8) A fire leads to a need. Great-grandfather John Johnson (aka Hans Hansen) moved to Oconto County, Wisconsin shortly after the area was devastated by fire (The Peshtigo Fire, 8 October 1871). Did he move to help rebuild the area? He was a lumberman by trade but died an early death (age 41, leaving very few records). I am enlightened (and understand why my mother was so

9) Wife abuse knows no class distinction. Great-great-grandmother left her abusive husband and 5 children in Bonn, Germany to remake her life in America in 1864, accompanied by a family friend. It took 10 years to get her daughters to join her (her 2 sons stayed in Germany). She married the family friend (prior to the deaths of either's spouse) in 1865. Had she not "left Germany under the cover of darkness," I would not be here, writing this today. I am humbled by her sacrifice and forever grateful for her courage.

10) Realization of relationships. "My great-grandmother was disowned by her parents when she married a commoner," said my mother. But, once I inherited the photos, documents, ledgers, diaries, and letters, I discovered that that great-grandmother (my 2nd g-grandmother) - Maria Theresa Knoetgen Trapschuh - had continuous communication with her brother in Bohemia who kept her informed on the entire family. Her father also sent her a letter, just a short while before he died. And photos were included of the family business, the community, and the various relatives. She never returned to Bohemia, but she never lost contact, either.

My ancestors have provided me with examples of courage, survival, sacrifice, intelligence, and talent. They also provided me with examples of abuse, deceit, and apathy. Indeed, my ancestors were human and I am grateful for every one (even the wife abusing great-great-grandfather whose actions drove his wife to America where her daughter joined her, married a shyster, and parented my opinionated, obstinate, cantankerous grandmother . . . whom I miss terribly! How I wish I'd listened to her stories!).

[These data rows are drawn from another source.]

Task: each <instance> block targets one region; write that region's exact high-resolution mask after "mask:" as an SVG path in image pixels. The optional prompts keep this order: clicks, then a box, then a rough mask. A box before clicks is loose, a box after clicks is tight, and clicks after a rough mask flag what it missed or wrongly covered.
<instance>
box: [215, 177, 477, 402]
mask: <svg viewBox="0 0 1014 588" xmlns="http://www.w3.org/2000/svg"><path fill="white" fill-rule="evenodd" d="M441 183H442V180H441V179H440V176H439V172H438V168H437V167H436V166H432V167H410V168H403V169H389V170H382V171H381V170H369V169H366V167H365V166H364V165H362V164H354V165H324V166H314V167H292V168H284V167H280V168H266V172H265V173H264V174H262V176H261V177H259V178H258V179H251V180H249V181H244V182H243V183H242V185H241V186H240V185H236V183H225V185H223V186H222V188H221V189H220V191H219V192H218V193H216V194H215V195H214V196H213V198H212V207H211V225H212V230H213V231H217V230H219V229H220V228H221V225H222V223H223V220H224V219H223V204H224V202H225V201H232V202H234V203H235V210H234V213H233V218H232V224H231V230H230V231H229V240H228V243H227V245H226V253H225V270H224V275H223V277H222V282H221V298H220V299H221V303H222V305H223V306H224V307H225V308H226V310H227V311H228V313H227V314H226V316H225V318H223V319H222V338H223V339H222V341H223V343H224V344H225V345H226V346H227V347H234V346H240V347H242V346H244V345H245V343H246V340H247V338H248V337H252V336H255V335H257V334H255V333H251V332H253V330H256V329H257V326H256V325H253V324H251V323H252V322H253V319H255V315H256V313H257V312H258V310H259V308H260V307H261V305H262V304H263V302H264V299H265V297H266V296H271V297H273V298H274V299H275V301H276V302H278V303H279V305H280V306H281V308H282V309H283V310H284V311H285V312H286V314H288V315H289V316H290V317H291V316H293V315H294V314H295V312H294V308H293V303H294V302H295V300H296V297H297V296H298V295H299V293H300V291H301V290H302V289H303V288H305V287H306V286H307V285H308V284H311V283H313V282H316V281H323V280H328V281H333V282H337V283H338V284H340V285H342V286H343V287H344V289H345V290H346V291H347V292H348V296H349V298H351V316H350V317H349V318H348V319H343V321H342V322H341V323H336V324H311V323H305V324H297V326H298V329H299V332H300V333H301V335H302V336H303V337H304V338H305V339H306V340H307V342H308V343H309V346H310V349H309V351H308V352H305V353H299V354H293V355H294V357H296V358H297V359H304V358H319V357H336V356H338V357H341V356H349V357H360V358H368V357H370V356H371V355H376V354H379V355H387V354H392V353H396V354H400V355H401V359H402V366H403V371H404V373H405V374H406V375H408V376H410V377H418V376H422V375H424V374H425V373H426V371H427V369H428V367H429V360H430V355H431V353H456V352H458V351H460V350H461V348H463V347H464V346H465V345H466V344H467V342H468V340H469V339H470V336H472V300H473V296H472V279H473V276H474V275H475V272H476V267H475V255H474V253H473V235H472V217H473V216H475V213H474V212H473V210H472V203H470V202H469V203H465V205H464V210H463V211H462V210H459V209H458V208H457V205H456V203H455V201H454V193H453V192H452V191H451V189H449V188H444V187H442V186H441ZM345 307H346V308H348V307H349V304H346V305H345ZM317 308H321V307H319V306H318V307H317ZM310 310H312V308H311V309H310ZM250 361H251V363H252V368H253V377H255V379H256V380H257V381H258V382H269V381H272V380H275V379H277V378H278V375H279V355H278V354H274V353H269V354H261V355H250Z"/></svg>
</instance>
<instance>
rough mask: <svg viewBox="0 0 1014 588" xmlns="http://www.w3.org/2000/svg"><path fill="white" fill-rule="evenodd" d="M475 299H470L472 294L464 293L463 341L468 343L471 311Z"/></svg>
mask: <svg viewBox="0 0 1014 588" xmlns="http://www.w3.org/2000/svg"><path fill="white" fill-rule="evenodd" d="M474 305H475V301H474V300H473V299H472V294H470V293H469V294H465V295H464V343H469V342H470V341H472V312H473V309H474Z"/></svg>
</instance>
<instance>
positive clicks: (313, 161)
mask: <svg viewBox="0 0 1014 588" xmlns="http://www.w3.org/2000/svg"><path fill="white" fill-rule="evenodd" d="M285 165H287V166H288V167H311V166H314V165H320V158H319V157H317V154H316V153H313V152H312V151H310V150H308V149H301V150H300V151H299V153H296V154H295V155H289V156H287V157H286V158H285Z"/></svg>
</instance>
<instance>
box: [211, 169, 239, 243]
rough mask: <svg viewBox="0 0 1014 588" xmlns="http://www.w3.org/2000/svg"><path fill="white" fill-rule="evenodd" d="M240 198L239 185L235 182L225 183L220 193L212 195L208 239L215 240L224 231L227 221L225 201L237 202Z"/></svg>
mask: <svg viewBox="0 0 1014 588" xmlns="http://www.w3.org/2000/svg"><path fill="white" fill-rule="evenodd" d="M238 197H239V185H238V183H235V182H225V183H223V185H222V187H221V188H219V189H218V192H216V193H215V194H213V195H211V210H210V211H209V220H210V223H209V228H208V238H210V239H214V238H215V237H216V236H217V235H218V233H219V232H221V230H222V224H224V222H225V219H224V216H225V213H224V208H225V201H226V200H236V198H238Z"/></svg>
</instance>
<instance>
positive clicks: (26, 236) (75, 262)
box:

OK, 10 bloggers who continue to keep the ancestor stories and honor for forebears alive (as the one who sent this to me, this is a difficult part as there are so many . . . but certain ones come to mind quicker . . . if I have omitted yours, please do not take offense):

1) Gena Philibert Ortega's Gena's Genealogy
2) Diane Shockey Wright's The Graveyard Rabbit Travels Wright
3) Storycorps
4) Susi Pentico's Susi's Chatty Performances on Genealogy
5) Footnote Maven
6) Randy Seaver's Genea-Musings
7) Pat Erickson-Richley's Dear Myrtle
8) Arlene Eakle's Genealogy Blog
9) A. C. Ivory's Find My Ancestor
10) Julie's Banjos and Baby Dolls

1 comment:

  1. Thank you so much for the award for my "Banjos & Baby Dolls" blog. I appreciate you thinking of me. Now off to narrow it down to 10 things I have found that surprised me!